The branch opening in Shanghai is intended to “finance the increasing trade and commercial links between China and the Arab world”, the statement said.

The full financial statements will be posted to the Amman Stock Exchange, where the bank’s shares are traded. The net profit rise was driven by “core banking income generated from interest and fees coupled with effective cost management”, said Nemeh Sabbagh, the chief executive of Arab Bank.

Net operating income grew by 9 per cent and net interest income rose by 11 per cent, due to yield improvement and the effective management of the cost of funds, the chief executive said. Total loans for the period reached $25.4bn, while customer deposits reached $33.2bn.

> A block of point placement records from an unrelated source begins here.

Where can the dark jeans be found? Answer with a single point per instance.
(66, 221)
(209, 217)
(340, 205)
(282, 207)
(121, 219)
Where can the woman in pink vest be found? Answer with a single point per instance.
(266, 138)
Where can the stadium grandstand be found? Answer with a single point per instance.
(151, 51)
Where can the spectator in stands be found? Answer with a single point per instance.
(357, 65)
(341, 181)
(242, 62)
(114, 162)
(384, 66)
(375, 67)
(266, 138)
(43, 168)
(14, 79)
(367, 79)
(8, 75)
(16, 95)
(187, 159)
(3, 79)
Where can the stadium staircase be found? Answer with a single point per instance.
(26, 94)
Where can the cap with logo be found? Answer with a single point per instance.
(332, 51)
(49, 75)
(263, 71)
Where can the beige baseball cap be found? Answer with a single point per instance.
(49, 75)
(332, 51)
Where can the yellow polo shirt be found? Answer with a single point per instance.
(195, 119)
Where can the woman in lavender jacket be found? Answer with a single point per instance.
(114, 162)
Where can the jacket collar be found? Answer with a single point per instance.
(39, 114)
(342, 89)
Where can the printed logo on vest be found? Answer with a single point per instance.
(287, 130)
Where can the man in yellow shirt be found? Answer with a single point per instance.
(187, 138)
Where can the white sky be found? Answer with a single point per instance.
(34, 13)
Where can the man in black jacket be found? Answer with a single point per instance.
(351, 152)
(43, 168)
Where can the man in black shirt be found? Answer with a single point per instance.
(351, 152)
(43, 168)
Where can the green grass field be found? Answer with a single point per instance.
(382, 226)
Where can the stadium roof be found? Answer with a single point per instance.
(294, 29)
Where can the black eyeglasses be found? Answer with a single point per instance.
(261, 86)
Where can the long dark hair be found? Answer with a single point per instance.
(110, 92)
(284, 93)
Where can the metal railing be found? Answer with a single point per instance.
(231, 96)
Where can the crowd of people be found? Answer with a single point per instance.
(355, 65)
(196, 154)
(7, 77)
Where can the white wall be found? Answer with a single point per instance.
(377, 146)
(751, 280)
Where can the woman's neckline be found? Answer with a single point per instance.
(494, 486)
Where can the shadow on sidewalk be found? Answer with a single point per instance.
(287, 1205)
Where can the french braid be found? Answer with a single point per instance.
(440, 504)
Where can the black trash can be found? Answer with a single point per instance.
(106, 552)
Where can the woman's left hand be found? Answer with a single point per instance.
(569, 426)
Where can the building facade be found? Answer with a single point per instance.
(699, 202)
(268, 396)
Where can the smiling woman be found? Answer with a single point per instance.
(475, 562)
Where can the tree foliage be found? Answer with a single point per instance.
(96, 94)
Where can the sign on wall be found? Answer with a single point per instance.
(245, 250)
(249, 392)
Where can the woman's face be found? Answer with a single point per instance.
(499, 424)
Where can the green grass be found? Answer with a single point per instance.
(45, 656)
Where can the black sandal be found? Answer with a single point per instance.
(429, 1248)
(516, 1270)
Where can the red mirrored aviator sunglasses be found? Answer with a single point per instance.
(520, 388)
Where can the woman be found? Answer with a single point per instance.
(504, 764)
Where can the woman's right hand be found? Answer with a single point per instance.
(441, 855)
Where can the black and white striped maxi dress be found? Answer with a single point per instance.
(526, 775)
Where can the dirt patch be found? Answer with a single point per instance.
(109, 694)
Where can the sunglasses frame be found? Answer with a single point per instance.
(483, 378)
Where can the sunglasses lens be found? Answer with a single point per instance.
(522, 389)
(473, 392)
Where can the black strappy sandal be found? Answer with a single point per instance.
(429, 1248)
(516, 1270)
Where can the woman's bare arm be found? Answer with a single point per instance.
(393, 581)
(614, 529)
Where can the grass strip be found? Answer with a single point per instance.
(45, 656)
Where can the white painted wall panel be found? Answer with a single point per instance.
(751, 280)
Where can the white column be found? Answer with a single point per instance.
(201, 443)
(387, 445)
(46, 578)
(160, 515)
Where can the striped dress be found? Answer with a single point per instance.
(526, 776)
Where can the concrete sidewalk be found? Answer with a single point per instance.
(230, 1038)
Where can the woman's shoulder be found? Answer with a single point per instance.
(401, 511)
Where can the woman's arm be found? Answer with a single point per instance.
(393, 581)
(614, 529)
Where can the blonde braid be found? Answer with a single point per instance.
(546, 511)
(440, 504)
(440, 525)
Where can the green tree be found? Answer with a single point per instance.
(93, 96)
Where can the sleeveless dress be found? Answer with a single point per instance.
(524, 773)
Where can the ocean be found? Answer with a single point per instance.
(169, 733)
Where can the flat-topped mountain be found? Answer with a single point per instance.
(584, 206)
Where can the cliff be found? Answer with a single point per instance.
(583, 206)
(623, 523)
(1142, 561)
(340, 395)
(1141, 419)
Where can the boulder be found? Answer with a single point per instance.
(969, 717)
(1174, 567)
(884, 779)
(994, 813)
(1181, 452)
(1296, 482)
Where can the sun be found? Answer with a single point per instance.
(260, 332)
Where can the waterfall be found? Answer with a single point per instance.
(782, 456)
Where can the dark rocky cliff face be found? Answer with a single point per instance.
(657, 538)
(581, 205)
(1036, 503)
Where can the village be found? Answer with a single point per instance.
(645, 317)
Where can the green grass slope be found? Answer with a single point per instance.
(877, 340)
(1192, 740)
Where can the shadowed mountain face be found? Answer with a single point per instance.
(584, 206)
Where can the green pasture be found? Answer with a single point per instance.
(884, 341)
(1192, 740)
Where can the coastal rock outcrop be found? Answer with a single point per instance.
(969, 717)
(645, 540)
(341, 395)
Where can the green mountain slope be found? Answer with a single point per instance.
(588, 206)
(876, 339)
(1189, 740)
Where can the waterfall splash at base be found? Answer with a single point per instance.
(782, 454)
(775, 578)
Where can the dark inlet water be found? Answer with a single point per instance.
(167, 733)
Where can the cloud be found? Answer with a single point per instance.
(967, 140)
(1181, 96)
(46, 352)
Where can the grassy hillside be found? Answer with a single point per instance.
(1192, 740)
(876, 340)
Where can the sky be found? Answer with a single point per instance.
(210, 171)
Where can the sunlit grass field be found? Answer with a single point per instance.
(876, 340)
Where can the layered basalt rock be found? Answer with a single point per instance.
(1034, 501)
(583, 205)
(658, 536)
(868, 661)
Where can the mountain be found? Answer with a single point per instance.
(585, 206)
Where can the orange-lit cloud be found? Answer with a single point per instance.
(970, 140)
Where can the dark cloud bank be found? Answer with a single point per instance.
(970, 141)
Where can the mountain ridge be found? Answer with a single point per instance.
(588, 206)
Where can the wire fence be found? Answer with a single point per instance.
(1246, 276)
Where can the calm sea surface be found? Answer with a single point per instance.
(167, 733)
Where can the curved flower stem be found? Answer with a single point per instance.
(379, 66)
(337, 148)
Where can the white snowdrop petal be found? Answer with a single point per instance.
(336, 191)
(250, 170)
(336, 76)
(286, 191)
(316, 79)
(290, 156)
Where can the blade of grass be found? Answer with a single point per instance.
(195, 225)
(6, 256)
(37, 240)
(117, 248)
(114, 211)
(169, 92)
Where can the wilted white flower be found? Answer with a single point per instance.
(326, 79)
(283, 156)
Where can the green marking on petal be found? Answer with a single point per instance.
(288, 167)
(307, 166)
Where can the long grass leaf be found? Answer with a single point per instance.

“The bank’s main lines of business – corporate banking, consumer and private banking, and treasury – performed well despite challenging conditions, benefitting from clear business focus and the bank’s strong platform in its home market and the extensive network regionally and globally,” Mr Sabbagh added.

The group’s core revenues are diversified across Jordan, the GCC, Levant and North Africa, in addition to international operations, including plans to open its first Chinese branch in Shanghai in early 2019 pending regulatory approvals, the statement on Saturday said.

Healthy returns in recent years have been understated by one-off year-end provisions relating to New York legal cases, which were finalised early this year, the bank said. There are no legal provisions to be booked in the fourth quarter of this year, and the group is “on a clear path to deliver sustainable growth”.